Souverän surft die dramatische Theaterbiografie durch das Leben der historischen Theatermacherin, deutet Parallelen zum Heute an – und parodiert freundlich die Feierlichkeiten vor Ort. Wenn Gottsched (Stefan Siebert) in einer Rede ans Publikum auf die drei Stunden zuvor im selben Raum erklungenen Reden zum Theaterjubiläum von stellvertretender Ministerpräsidentin und Bürgermeister anspielt, formuliert er zugleich seinen und der Neuberin „Traum“: „von einem Haus, in dem die Menschen einer Stadt zusammenkommen, um sich ein Bild ihrer selbst zu machen (…), einem Möglichkeitstraum.“ Da verbindet das Stück geschickt aufklärerischen Impuls des 18. Jahrhunderts und Herausforderungen der Gegenwart unseres Gemeinwesens – sowie ganz prosaische Debatten über die Zukunft des Stadttheaters.

Die Inszenierung von Dirk Schirdewahn baut auf ein engagiertes Ensemble (neben den Genannten noch Simon Rußig als grob-teuflischer Hanswurst, Annalisa Hohl als Columbina und Stefan Schleue als Erzähler) und im Zentrum die ausdrucksstarke Protagonistin Hergard Engert. In einer großen Szene nach der Pause ringt sie einen fast faustischen inneren Kampf mit sich selbst um Kunst und Unterhaltungstheater. Auch wenn das Tempo, etwa bei der Begegnung mit der Zarin, zuweilen höher sein könnte und der Planwagen der „Mutter Tourage“ als ungelenkes Gerüst mit Rutschbahn auf der Rückseite (Ausstattung: Christina Kirk) eher als Bühnenhindernis wirkt: die Neusser Uraufführung von „Die Prinzipalin“ bietet ein gelungenes, anregendes Theaterereignis.

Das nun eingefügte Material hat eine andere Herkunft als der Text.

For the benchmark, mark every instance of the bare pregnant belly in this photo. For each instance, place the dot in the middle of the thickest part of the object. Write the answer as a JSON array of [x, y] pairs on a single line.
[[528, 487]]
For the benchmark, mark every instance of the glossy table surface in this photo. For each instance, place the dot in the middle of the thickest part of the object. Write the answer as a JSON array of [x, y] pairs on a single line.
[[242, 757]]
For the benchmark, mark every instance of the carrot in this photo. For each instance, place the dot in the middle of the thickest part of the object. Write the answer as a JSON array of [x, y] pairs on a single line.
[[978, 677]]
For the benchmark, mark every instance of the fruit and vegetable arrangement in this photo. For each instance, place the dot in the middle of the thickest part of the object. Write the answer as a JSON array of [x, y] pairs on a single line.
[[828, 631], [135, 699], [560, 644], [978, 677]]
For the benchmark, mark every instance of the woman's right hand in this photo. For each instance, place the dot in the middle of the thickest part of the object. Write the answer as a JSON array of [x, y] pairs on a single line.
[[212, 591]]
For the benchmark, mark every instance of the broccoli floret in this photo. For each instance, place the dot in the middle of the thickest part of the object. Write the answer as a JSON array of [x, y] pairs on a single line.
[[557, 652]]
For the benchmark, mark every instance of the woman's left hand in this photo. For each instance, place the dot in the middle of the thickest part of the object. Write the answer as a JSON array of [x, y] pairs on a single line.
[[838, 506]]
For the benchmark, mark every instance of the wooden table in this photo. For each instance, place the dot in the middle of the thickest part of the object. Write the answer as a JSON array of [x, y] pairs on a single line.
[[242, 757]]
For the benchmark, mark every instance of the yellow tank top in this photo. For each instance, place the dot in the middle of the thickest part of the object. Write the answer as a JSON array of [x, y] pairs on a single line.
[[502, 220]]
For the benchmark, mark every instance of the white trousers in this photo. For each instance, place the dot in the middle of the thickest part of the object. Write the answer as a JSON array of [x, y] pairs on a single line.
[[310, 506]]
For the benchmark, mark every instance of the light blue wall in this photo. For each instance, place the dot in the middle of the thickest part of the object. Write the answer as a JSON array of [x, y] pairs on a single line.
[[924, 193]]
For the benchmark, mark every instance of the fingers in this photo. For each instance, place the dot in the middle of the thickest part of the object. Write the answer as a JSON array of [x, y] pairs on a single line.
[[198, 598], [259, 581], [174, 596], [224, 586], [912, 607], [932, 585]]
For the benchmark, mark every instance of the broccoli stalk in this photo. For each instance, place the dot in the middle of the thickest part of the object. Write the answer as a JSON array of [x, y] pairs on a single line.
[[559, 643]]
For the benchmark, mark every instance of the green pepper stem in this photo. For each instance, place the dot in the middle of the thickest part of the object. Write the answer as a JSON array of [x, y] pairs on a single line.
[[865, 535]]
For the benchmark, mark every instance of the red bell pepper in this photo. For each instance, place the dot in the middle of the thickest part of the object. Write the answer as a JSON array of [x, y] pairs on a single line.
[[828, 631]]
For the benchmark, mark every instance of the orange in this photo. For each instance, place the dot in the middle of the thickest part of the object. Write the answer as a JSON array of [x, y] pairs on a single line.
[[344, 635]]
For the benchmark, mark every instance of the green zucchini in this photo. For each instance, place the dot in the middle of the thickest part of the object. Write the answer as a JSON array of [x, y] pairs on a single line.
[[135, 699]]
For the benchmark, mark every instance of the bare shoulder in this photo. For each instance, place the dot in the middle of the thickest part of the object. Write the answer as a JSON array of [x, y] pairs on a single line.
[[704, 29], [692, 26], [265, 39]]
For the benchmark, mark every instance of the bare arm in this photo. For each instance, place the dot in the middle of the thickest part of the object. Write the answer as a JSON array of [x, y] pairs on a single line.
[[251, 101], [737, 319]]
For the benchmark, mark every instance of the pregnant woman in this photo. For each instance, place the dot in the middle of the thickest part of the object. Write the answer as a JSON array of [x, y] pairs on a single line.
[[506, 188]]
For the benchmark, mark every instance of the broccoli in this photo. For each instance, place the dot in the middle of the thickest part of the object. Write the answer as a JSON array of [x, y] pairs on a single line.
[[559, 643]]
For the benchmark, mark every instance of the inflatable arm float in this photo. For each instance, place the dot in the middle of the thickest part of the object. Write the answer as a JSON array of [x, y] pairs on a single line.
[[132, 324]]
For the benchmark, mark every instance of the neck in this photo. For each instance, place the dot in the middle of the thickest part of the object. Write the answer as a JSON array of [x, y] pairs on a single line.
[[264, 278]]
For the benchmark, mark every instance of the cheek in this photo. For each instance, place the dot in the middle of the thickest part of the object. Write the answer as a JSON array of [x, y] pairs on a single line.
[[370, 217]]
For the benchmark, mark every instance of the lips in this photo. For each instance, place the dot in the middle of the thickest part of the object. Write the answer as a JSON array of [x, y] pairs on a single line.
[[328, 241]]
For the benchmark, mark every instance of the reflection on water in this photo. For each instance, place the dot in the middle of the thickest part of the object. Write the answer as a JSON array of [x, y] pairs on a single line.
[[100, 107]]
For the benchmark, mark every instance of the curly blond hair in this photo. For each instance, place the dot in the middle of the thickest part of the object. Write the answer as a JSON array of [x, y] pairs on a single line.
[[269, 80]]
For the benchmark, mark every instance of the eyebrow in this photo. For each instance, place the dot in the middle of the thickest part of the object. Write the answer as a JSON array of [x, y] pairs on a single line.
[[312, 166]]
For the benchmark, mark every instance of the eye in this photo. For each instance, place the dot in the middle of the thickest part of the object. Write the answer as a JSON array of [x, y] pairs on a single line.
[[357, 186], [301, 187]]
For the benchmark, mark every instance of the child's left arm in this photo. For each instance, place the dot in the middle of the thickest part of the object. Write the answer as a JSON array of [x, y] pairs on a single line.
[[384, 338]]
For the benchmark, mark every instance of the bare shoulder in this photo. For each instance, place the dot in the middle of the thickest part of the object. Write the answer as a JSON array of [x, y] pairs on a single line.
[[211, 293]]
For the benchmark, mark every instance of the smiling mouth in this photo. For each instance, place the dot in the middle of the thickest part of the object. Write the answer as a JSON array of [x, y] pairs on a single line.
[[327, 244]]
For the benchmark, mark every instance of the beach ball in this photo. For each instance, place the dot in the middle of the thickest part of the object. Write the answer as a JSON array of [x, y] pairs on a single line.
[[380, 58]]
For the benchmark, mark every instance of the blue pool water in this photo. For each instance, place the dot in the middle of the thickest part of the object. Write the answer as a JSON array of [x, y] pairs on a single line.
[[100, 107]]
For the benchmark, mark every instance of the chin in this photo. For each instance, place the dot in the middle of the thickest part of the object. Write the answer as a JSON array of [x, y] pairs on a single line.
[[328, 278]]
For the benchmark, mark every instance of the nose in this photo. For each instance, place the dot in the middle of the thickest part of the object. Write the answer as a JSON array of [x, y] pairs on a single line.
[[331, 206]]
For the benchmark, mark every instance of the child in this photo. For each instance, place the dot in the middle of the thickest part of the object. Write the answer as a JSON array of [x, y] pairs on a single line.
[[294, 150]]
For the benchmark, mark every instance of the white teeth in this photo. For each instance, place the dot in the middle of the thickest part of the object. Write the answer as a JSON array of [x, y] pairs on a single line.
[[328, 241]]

Ob das Stück – des gerade in Bamberg seine erste Intendanz startenden John von Düffel – über die Feierlichkeiten in Neuss hinaus, trägt, ist eine andere Frage. Eine (für die Emanzipation der Frau wie die Theatergeschichte) wichtige und spannende Biografie als Schauspiel kann Querverbindungen ins Heute schlagen. Ein intensives Gesellschaftsdrama würde sie vermutlich erst bei einer – dann freilich unhistorischen – Zuspitzung ergeben. So aber verbindet die Neusser Uraufführung Unterhaltung (eben mit einem „abgeschafften“ Hanswurst) und intellektuellen Anspruch im Blick zurück zu einer szenischen Selbstreflexion des Landestheaters.